Le Kyushu est le Japon qu’on m’avait promis avant de partir : des volcans qui fument pour de vrai, des sanctuaires sans personne, des villages de potiers oubliés dans leurs vallées, et des gens qui prennent le temps de vous parler. C’est aussi la région que je conseille en premier à ceux qui reviennent au Japon pour la deuxième fois, ou qui veulent un premier voyage qui ne ressemble pas à celui de tout le monde.
Cet itinéraire de deux semaines fait le tour de l’île dans le sens des aiguilles d’une montre, de Fukuoka à Kagoshima, avec une option finale vers Yakushima. Il est construit sur mes propres passages, souvent répétés, dans chacune de ces étapes. Comptez douze jours pour la boucle principale, quatorze avec l’île aux cèdres.
La logique du parcours
Le Kyushu se prête mal au tout-shinkansen : la ligne à grande vitesse ne dessert que la façade ouest, et le meilleur de l’île se cache précisément là où les rails s’arrêtent. Cet itinéraire combine donc le train pour les grandes liaisons, un ferry pour traverser la baie d’Ariake, et deux ou trois segments où une voiture de location change tout (autour d’Aso et de Takachiho notamment). Rien d’insurmontable : les routes sont vides et les Japonais du sud conduisent posément.

Les numéros de la carte suivent les étapes du guide.

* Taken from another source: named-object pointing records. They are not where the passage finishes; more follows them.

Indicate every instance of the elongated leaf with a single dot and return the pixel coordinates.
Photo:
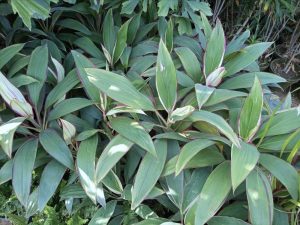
(86, 168)
(121, 41)
(146, 176)
(113, 152)
(68, 106)
(212, 196)
(56, 147)
(260, 199)
(190, 63)
(243, 161)
(37, 68)
(251, 112)
(7, 132)
(49, 182)
(103, 215)
(215, 49)
(81, 63)
(189, 151)
(216, 121)
(283, 171)
(224, 220)
(119, 88)
(8, 53)
(202, 94)
(22, 170)
(166, 83)
(134, 132)
(245, 57)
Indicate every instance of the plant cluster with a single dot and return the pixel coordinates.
(140, 112)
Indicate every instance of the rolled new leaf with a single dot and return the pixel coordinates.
(14, 98)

Toutes les adresses de cet itinéraire sont rassemblées sur la carte interactive ci-dessous, à ouvrir sur votre téléphone une fois sur place.

Jours 1-2 : Fukuoka, l’entrée en matière

Fukuoka est la porte du Kyushu et probablement la grande ville la plus agréable à vivre du Japon. On n’y vient pas pour les monuments : on y vient pour manger. Le soir, les yatai s’installent le long de la rivière Naka, et le tonkotsu ramen se déguste dans sa ville natale, au comptoir, bouillon blanc et nouilles fermes.

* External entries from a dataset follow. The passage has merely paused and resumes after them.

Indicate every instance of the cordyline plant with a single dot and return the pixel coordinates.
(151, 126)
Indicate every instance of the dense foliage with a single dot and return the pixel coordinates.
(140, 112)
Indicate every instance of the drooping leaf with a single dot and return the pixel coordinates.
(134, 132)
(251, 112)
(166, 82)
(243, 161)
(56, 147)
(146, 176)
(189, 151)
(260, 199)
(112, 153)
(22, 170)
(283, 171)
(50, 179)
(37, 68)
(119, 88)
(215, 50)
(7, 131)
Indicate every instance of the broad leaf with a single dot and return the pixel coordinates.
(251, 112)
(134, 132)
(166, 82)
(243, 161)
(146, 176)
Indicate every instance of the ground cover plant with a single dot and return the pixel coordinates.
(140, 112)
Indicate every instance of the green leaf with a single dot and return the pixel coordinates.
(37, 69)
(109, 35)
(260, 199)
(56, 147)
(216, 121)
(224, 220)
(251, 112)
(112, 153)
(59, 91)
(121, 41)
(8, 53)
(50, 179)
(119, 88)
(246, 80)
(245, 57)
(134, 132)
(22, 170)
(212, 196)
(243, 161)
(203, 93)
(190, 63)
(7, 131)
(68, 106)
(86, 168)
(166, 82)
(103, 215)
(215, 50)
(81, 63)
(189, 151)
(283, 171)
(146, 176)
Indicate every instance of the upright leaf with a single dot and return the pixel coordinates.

Le deuxième jour, filez dans la campagne de Chikugo, une heure au sud-est. Le sanctuaire d’Ukiha Inari aligne ses 91 torii vermillon sur une colline au-dessus des vergers, et vous serez probablement seuls à les monter. C’est le premier avant-goût de ce que le Kyushu fait de mieux : des lieux superbes que personne ne vient voir.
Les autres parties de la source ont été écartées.